= Charles Clapp (judge) =

American judge (1923–2004)

Charles E. Clapp, II (December 25, 1923 – June 16, 2004) was a judge of the United States Tax Court.

Born in Newton, Massachusetts, Clapp attended public schools in Dedham, Massachusetts, and Deerfield Academy, Deerfield, Massachusetts. He received a B.A. from Williams College in 1945, and an LL.B. from Harvard Law School in 1949. He was admitted to the Massachusetts Bar in 1949, the Rhode Island Bar in 1956, and the Florida Bar in 1982. Clapp served as an officer in the United States Navy in the Pacific Theater during World War II. He then practiced law in Boston with the firm of Richardson, Wolcott, Tyler, and Fassett until he was recalled to active service in the Navy in 1950, serving in the Korean War until 1952, and retiring with the rank of Lieutenant in 1953.

From 1952 to 1955 Clapp was an attorney-adviser to Tax Court Judge J. Edgar Murdock in Washington, D.C. In 1955, he joined the law firm of Edwards and Angell in Providence, Rhode Island, became a member of the firm in 1959, and later was Senior Tax Partner. President Ronald Reagan appointed Clapp to the Tax Court in 1983. Clapp formally retired on December 26, 1993, but continued to serve in senior status until March 31, 1998. He died peacefully at his home in Duxbury, Massachusetts, after a long illness.

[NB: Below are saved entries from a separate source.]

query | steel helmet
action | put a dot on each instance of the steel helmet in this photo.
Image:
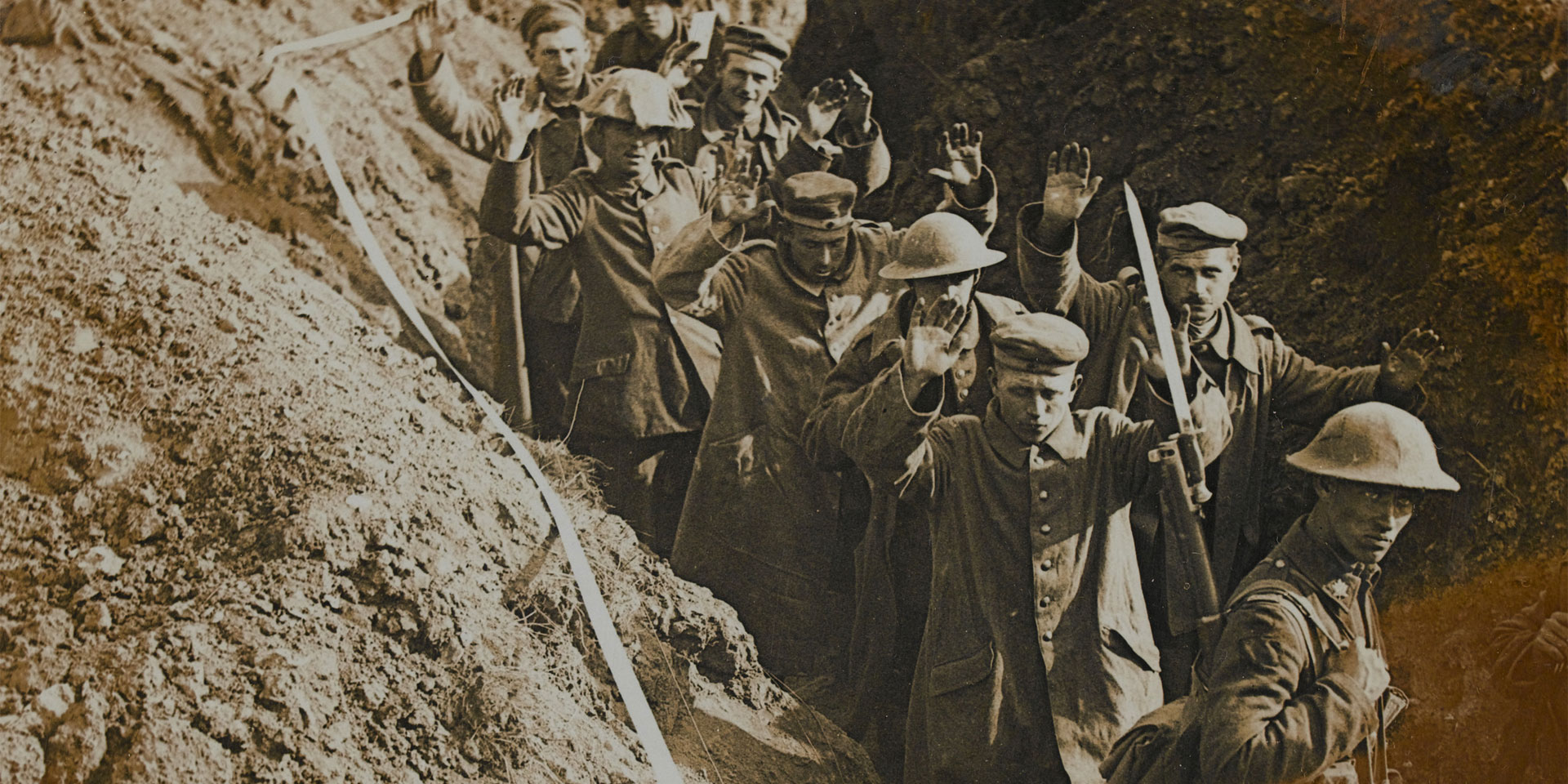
(637, 96)
(940, 243)
(1379, 444)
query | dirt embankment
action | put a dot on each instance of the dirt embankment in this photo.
(248, 537)
(1397, 167)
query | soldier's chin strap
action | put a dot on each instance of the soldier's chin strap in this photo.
(620, 664)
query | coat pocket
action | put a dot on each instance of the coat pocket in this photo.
(1138, 649)
(959, 673)
(610, 366)
(963, 712)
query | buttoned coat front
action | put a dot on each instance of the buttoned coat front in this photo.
(1037, 648)
(1274, 710)
(640, 368)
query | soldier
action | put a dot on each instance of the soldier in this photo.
(893, 560)
(642, 375)
(741, 122)
(1297, 686)
(541, 298)
(763, 524)
(1037, 649)
(1530, 653)
(1261, 375)
(656, 29)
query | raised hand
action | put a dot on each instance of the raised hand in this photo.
(739, 196)
(1405, 364)
(960, 151)
(1068, 187)
(1552, 639)
(932, 345)
(676, 66)
(823, 105)
(858, 107)
(427, 29)
(1147, 345)
(519, 105)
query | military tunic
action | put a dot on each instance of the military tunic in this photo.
(1037, 649)
(1261, 376)
(1274, 712)
(642, 373)
(763, 523)
(777, 146)
(893, 562)
(543, 296)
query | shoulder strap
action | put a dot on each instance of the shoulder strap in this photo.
(1298, 610)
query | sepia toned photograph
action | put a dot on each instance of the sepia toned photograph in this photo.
(784, 391)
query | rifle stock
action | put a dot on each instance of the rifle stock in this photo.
(1194, 601)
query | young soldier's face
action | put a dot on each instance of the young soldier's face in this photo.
(562, 59)
(627, 151)
(1365, 518)
(654, 18)
(817, 255)
(1031, 403)
(1198, 279)
(745, 83)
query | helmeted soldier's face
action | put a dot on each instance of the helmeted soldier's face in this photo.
(562, 59)
(625, 149)
(1200, 279)
(1363, 519)
(656, 20)
(817, 255)
(745, 83)
(1032, 405)
(959, 286)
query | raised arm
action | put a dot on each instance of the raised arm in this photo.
(840, 136)
(884, 431)
(1048, 262)
(700, 274)
(969, 185)
(441, 99)
(511, 209)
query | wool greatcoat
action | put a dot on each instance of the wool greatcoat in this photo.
(640, 369)
(1037, 649)
(543, 295)
(763, 526)
(893, 559)
(778, 149)
(1274, 710)
(1259, 373)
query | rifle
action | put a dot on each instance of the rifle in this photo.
(1194, 599)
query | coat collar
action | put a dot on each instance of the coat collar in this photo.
(1067, 441)
(1324, 568)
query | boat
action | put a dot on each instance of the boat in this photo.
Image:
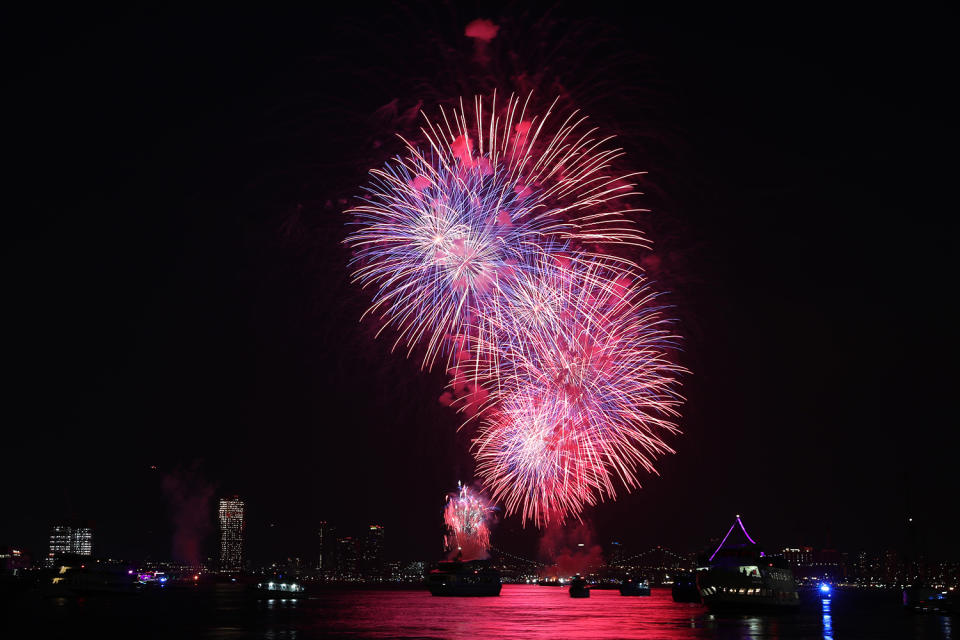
(579, 588)
(475, 578)
(685, 590)
(634, 587)
(96, 578)
(278, 590)
(741, 577)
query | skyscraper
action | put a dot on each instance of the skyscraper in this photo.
(371, 551)
(70, 540)
(231, 534)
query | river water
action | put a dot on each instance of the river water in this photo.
(522, 611)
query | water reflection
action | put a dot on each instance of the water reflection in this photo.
(522, 611)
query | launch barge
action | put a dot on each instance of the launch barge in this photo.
(464, 579)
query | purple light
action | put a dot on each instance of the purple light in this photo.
(729, 531)
(744, 529)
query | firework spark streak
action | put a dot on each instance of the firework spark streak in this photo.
(581, 388)
(467, 517)
(482, 245)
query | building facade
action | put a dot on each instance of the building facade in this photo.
(231, 533)
(70, 540)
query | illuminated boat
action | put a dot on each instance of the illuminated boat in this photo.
(685, 590)
(634, 587)
(740, 577)
(278, 590)
(94, 579)
(475, 578)
(579, 588)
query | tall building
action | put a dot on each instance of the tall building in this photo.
(616, 555)
(231, 534)
(70, 540)
(346, 558)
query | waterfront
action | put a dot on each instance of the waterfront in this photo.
(522, 611)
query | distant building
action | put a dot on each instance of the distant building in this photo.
(327, 555)
(798, 556)
(71, 540)
(231, 533)
(347, 558)
(616, 555)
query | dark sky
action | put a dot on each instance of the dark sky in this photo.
(177, 294)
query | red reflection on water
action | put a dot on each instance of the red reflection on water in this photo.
(523, 611)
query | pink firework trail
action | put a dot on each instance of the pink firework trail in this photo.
(483, 246)
(582, 389)
(442, 227)
(467, 516)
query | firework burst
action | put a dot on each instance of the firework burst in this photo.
(467, 516)
(482, 245)
(582, 391)
(442, 227)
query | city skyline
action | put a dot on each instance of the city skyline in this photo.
(185, 297)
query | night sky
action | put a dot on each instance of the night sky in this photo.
(178, 298)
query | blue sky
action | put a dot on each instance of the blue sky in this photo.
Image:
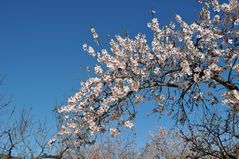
(41, 46)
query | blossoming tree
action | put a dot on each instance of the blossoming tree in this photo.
(185, 68)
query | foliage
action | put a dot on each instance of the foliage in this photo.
(187, 68)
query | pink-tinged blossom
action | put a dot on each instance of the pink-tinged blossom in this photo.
(180, 58)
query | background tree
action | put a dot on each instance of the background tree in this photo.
(190, 70)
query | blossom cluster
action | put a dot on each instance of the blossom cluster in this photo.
(182, 57)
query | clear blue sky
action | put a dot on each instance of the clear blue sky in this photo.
(41, 45)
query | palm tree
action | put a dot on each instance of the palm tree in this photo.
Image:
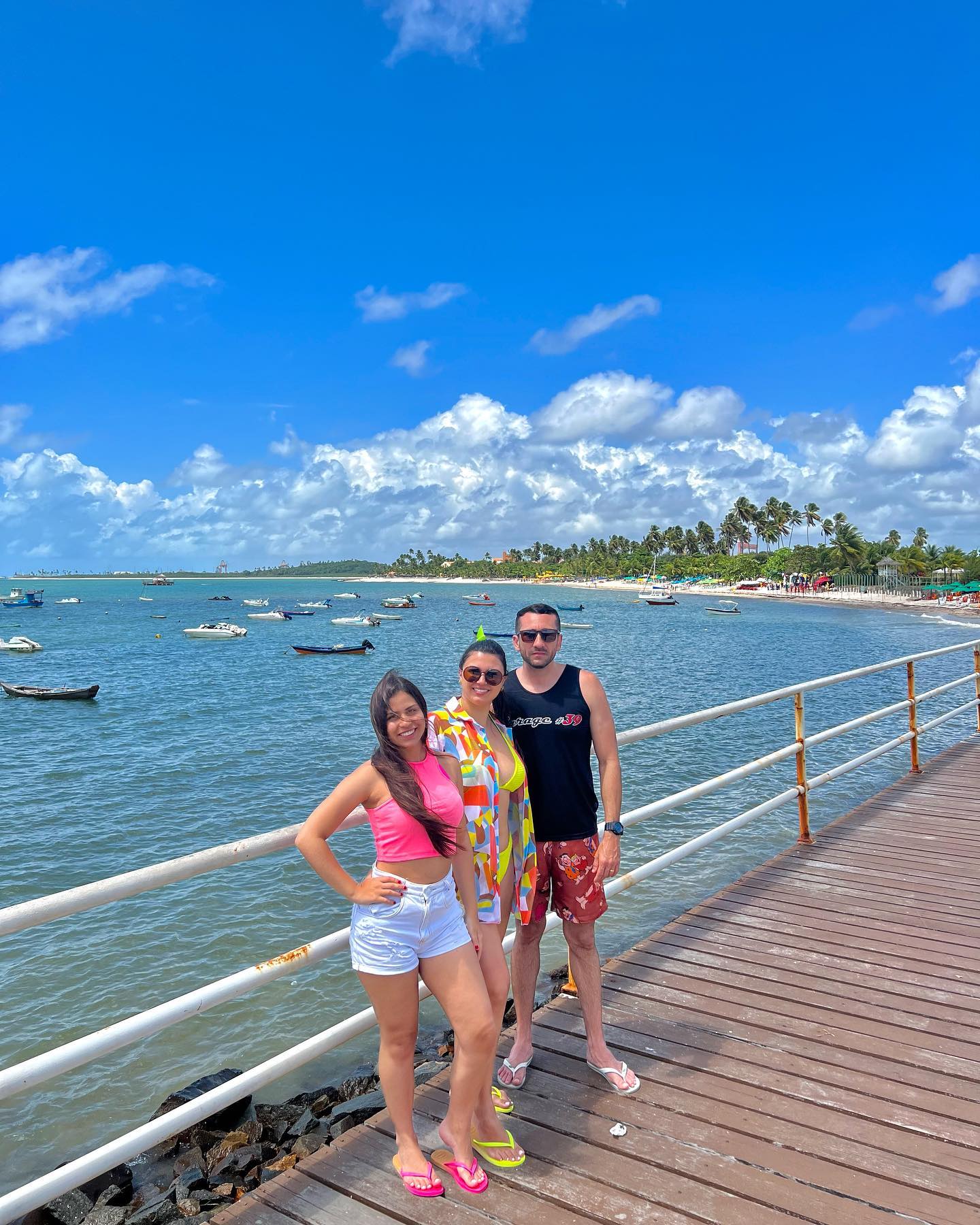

Clapp was a member of the American, Rhode Island, and Florida Bar Associations, and of the executive committee of the Federal Tax Institute of New England. He was co-founder of the Federal Tax Forum of Rhode Island; and a member of the Advisory Committee, University of Rhode Island Institute on Federal Taxation. His civic activities included the United Way Board and campaign; past President of Narragansett Council, Boy Scouts of America; and past President of Barrington, Rhode Island, Town Council. He married Elinor Jones in 1951, with whom he had seven children.

==Sources==
- Press Release on the death of Senior Judge Charles E. Clapp, II , United States Tax Court, June 23, 2004 (a document in the public domain).